Even though the external pressure tank takes more parts/hoses I'm guessing there 'could' be a desirable engineering reason beyond space-saving (radiator) why Jeep and other serious off-road vehicles used the external pressure tank (up high). Land Rovers ...Defenders, for example, used them for many years up until they stopped making them (I think the new ones still use a pressure coolant bottle). VW used them in their diesel TDI cars at least until the mid 00's if not beyond. But then again, certain Toyota Land Cruisers and of course most American vehicles (except older classics) didn't. So... idk. But yeah, there's more 'stuff' to conceivably go wrong.

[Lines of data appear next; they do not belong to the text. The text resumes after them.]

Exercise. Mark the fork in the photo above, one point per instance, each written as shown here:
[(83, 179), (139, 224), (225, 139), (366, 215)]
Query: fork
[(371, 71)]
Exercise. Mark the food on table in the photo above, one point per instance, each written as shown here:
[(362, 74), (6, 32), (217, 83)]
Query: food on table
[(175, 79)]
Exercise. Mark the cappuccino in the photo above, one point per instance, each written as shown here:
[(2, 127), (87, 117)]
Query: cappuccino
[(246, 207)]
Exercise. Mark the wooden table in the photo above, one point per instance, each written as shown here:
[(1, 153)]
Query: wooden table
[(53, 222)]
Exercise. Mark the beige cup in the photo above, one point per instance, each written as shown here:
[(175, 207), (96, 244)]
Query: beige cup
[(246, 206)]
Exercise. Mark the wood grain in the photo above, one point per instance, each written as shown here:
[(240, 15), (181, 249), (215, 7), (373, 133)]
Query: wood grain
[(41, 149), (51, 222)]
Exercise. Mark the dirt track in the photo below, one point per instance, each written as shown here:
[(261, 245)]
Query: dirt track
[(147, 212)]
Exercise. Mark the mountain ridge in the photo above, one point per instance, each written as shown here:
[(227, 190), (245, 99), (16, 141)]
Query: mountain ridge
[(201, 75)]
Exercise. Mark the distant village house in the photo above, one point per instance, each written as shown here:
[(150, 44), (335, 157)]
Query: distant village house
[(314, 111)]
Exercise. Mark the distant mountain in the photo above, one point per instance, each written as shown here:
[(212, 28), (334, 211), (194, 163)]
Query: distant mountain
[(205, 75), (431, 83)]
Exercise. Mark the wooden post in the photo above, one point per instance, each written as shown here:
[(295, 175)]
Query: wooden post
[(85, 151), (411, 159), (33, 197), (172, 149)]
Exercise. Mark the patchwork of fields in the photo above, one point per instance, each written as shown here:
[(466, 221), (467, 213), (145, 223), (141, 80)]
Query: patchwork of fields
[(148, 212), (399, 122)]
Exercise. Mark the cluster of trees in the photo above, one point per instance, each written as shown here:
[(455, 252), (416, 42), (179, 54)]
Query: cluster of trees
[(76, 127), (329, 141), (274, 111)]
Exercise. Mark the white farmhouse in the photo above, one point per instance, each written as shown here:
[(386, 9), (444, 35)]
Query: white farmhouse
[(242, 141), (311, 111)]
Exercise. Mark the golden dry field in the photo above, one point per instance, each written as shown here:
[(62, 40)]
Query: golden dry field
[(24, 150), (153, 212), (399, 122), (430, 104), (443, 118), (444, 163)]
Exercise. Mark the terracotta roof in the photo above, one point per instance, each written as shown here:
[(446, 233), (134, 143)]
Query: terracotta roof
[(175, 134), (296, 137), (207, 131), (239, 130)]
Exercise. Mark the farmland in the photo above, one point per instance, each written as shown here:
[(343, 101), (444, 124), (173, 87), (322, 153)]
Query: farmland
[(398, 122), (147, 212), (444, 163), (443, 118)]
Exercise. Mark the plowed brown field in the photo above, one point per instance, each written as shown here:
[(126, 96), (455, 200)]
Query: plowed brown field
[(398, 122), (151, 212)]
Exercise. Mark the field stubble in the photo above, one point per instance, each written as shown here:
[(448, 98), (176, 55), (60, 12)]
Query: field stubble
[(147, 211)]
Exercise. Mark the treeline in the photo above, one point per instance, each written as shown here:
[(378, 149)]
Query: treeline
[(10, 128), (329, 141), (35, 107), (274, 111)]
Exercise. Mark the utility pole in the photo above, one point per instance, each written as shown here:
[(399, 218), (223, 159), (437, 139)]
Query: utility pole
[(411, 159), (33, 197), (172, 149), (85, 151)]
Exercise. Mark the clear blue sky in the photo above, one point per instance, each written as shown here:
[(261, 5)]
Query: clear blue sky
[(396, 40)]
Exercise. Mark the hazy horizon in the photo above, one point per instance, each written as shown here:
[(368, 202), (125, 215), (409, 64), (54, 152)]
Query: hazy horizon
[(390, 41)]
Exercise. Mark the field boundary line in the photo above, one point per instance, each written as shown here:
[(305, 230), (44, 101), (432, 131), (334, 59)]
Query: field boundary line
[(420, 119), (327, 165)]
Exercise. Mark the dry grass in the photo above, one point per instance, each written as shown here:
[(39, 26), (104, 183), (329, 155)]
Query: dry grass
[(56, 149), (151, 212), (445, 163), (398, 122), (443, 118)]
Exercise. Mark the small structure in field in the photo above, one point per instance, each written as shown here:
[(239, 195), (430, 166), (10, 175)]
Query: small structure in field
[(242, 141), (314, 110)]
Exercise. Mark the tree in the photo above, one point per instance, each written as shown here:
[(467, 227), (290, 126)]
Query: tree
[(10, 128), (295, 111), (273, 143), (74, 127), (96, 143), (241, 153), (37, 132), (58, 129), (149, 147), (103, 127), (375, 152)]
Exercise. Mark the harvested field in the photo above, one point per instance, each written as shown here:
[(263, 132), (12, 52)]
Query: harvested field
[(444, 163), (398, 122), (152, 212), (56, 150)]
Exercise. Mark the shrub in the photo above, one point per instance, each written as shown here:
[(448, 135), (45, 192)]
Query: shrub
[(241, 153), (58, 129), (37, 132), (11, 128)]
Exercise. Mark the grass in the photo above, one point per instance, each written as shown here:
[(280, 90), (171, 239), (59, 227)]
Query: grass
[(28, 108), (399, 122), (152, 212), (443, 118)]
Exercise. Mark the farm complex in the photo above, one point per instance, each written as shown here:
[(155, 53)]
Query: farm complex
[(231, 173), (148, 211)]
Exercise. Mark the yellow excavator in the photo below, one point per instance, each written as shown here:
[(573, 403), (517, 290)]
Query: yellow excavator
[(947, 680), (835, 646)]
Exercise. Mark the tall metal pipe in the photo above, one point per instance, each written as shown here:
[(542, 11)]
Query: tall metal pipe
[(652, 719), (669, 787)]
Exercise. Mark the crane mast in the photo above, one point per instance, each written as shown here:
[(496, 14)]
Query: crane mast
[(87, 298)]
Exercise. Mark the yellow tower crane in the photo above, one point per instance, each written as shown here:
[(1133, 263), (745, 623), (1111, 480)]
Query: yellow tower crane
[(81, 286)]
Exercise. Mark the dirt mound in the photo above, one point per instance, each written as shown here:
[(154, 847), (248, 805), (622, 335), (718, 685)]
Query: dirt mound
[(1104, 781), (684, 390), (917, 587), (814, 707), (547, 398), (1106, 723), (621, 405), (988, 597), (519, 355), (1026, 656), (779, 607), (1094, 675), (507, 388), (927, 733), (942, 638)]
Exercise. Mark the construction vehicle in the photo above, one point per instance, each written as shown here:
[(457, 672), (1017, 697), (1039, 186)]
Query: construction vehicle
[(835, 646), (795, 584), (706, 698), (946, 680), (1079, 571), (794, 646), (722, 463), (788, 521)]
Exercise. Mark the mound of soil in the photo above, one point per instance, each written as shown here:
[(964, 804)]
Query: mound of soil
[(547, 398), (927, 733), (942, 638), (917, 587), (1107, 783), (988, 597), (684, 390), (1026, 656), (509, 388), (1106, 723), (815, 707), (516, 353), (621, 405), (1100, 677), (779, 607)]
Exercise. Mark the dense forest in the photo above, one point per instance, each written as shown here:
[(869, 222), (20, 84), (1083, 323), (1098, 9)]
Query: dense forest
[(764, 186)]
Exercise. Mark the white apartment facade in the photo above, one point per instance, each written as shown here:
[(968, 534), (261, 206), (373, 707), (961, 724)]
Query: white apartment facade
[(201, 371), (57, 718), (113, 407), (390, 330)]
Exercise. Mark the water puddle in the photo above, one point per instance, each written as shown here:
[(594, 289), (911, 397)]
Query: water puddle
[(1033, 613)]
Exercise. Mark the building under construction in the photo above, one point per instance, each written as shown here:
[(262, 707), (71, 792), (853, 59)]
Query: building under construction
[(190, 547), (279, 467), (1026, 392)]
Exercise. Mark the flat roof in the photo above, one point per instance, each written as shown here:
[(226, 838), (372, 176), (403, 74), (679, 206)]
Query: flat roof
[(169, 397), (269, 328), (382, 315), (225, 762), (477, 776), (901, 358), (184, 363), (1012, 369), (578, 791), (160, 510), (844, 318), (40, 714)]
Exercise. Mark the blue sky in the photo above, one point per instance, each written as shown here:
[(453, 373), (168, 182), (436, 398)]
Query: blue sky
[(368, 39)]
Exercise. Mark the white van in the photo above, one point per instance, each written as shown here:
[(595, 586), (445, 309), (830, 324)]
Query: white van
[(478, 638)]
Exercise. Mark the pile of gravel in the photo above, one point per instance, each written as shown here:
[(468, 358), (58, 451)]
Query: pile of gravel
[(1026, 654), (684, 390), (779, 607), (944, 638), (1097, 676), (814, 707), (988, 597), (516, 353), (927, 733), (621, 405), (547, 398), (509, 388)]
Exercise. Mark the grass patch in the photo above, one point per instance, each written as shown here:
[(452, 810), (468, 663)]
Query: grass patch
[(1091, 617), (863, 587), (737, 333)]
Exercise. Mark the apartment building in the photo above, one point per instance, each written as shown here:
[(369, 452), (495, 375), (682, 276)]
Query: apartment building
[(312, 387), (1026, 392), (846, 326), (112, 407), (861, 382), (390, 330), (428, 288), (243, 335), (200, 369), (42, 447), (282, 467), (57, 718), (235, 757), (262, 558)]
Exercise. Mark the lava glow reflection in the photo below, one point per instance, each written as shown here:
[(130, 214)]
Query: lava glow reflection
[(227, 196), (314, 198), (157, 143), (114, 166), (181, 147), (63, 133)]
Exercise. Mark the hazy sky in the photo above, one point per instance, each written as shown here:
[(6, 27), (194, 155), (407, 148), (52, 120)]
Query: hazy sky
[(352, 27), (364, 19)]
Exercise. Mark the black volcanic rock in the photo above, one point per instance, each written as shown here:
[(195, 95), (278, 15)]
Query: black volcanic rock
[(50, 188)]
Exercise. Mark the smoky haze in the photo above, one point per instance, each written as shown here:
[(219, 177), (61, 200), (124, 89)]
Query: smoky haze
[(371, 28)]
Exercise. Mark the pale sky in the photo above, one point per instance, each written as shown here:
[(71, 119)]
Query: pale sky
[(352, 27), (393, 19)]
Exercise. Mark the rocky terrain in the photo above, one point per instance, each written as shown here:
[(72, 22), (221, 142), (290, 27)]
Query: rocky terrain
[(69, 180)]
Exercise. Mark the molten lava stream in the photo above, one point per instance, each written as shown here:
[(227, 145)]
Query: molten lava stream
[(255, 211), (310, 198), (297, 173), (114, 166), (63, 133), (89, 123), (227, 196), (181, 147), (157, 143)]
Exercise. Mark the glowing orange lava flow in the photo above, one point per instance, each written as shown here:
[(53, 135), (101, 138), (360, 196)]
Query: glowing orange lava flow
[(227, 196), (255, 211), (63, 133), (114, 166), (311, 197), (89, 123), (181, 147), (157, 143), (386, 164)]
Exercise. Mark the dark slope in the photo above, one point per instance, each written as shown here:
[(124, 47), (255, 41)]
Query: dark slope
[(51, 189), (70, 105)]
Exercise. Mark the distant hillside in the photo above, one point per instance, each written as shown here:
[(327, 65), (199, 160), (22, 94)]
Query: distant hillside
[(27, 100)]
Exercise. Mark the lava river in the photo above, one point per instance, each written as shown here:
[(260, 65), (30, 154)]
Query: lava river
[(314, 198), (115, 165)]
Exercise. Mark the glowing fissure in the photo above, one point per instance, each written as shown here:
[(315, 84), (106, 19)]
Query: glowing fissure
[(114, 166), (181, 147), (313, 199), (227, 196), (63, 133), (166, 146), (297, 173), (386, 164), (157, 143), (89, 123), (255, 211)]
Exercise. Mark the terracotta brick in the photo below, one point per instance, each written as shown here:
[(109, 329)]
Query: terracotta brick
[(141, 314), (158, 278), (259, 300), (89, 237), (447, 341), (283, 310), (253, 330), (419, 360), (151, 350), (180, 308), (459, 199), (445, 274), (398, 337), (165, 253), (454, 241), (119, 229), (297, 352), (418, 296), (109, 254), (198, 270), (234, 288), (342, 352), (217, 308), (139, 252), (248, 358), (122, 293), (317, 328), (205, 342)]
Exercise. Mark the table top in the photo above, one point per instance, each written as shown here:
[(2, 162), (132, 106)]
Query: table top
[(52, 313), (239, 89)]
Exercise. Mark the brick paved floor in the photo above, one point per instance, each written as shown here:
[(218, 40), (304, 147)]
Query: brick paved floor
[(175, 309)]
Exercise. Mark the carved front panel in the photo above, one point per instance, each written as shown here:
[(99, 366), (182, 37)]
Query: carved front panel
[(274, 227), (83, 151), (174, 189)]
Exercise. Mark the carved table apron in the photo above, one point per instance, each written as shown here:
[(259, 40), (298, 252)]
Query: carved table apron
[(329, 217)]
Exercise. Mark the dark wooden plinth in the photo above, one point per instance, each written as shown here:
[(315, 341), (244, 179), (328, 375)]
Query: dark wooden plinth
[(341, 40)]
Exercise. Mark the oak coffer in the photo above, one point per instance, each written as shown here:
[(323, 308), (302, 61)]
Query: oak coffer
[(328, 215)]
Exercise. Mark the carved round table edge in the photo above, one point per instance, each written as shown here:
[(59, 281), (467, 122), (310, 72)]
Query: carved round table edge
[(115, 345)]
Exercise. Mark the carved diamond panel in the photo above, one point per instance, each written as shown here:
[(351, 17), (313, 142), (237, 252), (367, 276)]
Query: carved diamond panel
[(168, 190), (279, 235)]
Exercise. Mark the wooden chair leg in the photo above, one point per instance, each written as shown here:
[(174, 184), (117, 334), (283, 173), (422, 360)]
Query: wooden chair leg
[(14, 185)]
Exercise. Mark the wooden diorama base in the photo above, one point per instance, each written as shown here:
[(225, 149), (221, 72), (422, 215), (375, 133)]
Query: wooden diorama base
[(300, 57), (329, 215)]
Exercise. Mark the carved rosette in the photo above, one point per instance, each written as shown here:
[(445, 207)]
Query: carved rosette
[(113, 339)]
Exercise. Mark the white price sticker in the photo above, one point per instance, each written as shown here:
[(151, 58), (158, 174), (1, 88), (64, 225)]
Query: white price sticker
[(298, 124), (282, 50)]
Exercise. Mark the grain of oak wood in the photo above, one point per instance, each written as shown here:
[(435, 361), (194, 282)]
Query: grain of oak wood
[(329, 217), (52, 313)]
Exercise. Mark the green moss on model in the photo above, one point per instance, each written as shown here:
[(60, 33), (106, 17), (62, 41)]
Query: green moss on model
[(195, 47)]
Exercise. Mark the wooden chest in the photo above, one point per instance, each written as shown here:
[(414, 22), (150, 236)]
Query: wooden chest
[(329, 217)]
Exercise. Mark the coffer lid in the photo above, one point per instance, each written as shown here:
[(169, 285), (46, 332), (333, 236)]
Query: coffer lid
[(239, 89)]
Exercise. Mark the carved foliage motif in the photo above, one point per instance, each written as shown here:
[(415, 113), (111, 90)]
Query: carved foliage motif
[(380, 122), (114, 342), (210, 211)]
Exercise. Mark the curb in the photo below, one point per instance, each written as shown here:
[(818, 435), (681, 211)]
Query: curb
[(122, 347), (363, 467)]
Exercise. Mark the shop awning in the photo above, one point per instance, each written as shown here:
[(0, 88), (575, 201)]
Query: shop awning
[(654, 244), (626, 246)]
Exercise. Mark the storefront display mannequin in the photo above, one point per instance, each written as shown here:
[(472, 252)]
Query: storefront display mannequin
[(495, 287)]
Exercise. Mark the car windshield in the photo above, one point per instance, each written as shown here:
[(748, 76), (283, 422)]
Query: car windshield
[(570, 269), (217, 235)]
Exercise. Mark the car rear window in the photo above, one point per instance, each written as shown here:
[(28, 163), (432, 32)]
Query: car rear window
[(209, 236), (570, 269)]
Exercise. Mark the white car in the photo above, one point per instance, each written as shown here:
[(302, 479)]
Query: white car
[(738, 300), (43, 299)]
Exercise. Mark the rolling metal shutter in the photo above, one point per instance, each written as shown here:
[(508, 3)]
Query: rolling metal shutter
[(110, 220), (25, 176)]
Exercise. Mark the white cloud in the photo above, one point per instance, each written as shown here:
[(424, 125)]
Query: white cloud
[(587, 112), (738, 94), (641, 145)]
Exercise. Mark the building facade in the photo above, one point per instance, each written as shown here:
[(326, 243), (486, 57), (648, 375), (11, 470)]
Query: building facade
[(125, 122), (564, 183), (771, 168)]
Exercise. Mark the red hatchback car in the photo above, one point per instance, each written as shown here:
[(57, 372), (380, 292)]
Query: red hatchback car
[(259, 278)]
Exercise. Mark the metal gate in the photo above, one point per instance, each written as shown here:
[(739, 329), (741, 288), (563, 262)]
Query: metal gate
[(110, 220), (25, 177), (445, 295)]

Last edited by Jeepwalker; Nov 18, 2022 at 02:39 PM.
I was going through the replacement bottles so often between 3 Renix Jeeps, I wrote the purchase date on the side with a marker. They never lasted a year.
As for the Mac's tanks, they're great and all. Just more expensive than a new radiator!!
Just curious where were the aftermarket tanks are failing for you?
My first one failed at the lower nipple. My 2nd one is on it's 3rd year. If/when it goes, I'll put a brass nipple in it's place, which 'should' solve that problem.